Figs. 11 and 12 encapsulate the crux of this paper. It appears that ever-decreasing cost NAND Flash using a vertical channel approach can only really be achieved when the taper angle is zero or within a few tenths of a degree from zero and when the vertical gate pitch is around 40 nm or below. Any taper angle larger than this combined with a vertical gate pitch larger than 40 nm results in a die cost that can be undercut by a lithography-intensive layered 3-D approach even when the latter has three critical layers per device level.
It is difficult to know what levels of taper angle are achievable by manufacturers but now and then, they include cross section micrographs using scanning electron microscopy (SEM) or transmission electron microscopy (TEM) in their publications.

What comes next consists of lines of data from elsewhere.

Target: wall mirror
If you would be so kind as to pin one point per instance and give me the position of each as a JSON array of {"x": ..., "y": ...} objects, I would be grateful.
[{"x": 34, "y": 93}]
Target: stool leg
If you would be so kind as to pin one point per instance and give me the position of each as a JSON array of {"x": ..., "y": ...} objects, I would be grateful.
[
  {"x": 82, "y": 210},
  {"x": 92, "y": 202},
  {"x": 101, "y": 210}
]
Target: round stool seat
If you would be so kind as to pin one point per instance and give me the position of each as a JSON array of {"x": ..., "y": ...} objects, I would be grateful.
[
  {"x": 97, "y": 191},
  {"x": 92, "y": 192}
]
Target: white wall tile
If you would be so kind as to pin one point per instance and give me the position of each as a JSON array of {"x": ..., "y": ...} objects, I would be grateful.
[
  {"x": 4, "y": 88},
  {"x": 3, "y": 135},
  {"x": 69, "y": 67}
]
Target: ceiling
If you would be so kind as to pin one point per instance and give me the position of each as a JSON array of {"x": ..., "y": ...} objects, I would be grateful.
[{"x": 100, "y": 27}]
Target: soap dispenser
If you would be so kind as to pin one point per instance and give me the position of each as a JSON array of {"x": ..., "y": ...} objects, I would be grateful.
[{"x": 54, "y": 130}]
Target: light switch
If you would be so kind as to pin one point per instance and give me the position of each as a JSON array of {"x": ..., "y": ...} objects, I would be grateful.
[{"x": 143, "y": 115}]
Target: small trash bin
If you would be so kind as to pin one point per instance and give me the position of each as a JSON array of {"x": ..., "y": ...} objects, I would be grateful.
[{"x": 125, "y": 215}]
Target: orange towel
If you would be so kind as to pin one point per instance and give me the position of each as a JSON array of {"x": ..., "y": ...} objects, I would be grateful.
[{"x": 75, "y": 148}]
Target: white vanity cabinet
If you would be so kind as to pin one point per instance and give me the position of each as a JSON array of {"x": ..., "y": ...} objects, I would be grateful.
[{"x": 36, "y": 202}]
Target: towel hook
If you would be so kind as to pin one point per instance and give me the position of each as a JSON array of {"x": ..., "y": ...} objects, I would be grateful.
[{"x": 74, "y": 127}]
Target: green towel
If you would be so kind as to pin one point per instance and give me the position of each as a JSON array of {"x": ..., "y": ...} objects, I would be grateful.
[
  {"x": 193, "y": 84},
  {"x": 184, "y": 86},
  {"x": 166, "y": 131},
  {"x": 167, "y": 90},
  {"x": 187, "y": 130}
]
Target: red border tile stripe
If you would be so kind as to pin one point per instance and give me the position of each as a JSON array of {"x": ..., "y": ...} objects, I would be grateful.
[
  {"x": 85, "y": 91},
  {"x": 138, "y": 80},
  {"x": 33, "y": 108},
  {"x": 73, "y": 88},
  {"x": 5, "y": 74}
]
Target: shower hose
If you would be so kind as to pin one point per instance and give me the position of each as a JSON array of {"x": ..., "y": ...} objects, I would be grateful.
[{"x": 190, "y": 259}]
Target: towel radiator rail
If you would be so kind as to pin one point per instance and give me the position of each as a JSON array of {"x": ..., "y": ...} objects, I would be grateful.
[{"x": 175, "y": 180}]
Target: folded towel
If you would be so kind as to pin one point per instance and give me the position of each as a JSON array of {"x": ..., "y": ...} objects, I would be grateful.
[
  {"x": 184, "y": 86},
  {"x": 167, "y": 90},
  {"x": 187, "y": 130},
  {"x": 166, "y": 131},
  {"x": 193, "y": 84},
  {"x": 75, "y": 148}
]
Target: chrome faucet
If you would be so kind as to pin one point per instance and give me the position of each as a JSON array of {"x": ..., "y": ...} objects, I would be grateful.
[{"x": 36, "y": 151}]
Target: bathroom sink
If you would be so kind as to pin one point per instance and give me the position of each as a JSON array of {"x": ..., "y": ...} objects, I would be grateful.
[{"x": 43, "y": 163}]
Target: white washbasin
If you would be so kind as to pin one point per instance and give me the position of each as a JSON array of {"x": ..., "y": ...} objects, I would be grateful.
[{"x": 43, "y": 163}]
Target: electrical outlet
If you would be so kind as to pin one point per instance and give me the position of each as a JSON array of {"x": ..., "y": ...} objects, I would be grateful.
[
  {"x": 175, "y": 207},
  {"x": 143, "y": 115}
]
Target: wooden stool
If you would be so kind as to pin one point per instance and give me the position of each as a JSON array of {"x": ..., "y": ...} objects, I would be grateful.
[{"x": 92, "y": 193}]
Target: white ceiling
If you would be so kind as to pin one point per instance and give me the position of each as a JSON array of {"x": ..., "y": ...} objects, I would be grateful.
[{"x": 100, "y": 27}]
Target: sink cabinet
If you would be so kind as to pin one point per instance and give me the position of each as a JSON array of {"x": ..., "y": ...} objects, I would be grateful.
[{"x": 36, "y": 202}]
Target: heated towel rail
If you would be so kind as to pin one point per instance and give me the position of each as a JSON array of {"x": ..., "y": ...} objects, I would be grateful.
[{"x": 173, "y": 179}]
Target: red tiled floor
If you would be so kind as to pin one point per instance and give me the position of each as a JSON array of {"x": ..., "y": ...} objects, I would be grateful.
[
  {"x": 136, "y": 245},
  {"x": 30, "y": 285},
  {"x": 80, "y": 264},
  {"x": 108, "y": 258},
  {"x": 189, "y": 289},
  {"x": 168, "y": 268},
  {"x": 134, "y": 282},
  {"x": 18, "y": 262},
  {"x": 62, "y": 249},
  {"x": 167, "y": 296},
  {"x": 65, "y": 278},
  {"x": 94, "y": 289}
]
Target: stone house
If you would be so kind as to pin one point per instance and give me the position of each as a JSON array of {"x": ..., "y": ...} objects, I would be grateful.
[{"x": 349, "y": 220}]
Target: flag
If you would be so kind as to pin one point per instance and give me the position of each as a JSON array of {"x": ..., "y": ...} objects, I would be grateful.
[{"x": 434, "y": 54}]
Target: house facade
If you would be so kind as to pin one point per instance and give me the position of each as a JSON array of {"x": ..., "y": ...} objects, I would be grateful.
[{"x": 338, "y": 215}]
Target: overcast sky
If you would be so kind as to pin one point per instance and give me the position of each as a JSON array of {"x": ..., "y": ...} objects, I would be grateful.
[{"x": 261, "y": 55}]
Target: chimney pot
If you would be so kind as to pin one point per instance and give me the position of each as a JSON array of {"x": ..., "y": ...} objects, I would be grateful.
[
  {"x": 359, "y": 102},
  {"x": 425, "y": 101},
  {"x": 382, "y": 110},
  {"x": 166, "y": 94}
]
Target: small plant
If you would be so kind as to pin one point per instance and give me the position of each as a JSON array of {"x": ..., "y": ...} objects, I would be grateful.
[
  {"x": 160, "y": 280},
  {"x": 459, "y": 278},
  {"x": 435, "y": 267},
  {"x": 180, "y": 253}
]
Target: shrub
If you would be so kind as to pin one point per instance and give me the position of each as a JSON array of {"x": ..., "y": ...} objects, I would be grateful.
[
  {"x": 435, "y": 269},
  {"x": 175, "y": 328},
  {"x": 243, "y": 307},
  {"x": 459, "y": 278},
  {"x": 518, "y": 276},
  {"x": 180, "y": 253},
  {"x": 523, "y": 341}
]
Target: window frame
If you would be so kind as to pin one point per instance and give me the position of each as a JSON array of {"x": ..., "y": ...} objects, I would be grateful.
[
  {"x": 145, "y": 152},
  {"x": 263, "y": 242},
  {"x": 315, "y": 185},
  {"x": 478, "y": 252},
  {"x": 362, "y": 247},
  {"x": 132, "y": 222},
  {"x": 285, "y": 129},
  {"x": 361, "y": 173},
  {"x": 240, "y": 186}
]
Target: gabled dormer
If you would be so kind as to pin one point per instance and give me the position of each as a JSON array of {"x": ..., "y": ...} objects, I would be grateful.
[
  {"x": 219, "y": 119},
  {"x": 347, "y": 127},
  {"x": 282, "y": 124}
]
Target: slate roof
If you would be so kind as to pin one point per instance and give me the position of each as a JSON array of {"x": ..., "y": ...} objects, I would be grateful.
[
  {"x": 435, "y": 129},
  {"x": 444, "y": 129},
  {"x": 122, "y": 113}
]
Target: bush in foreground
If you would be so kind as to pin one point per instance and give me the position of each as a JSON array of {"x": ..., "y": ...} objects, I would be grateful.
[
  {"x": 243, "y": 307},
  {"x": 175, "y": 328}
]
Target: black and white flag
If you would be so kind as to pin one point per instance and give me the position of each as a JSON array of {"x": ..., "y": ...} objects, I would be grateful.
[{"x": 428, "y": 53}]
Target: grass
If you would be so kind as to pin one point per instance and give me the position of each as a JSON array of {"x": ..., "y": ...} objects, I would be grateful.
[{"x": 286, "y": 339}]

Table 1 shows measurements of these taper angles from the literature. The method involved taking a simple protractor to magnified SEM/TEM images so will be rough and ready. Nevertheless, it does give a fairly good indication of what taper angles have been reached in the vertical channel architectures. The main result is that getting below even one degree is turning out to be quite difficult. With this, it appears that such vertical channel approaches remain susceptible to being undercut in cost by the stalwart of the semiconductor industry, namely photolithography.
VII. Conclusion
This paper extends the work of others by putting vertical channel NAND Flash architectures on a firm cost footing. The results are quite intriguing, namely that two key parameters, taper angle and vertical gate pitch, conspire to produce cost minima as a function of device layers. Comparisons with a layered lithography-intensive approach show that there is a small parameter space, defined by taper angle and vertical gate pitch, within which the vertical channel architecture can maintain a lower total chip cost. Above a few tenths of a degree in taper angle opens up these architectures to being undercut in cost by the lithography-intensive approaches. A simple way of looking at this is that any non-zero taper angle projects a large cell pitch at the top of the stack. This cell pitch forms a large array at the top that itself gets projected onto the surface of the die and defines the footprint of the memory array.
A general principle can be gleaned from this study. It is that any high density 3-D Flash approach that exchanges lithography-intensive processing per device layer for a stack deposition followed by deep hole and/or trench etching must result in taper angles of zero or close to zero degrees. Otherwise, its total cost can be undercut by any 3-D process that uses lithography per device layer to minimize cell areas on all layers.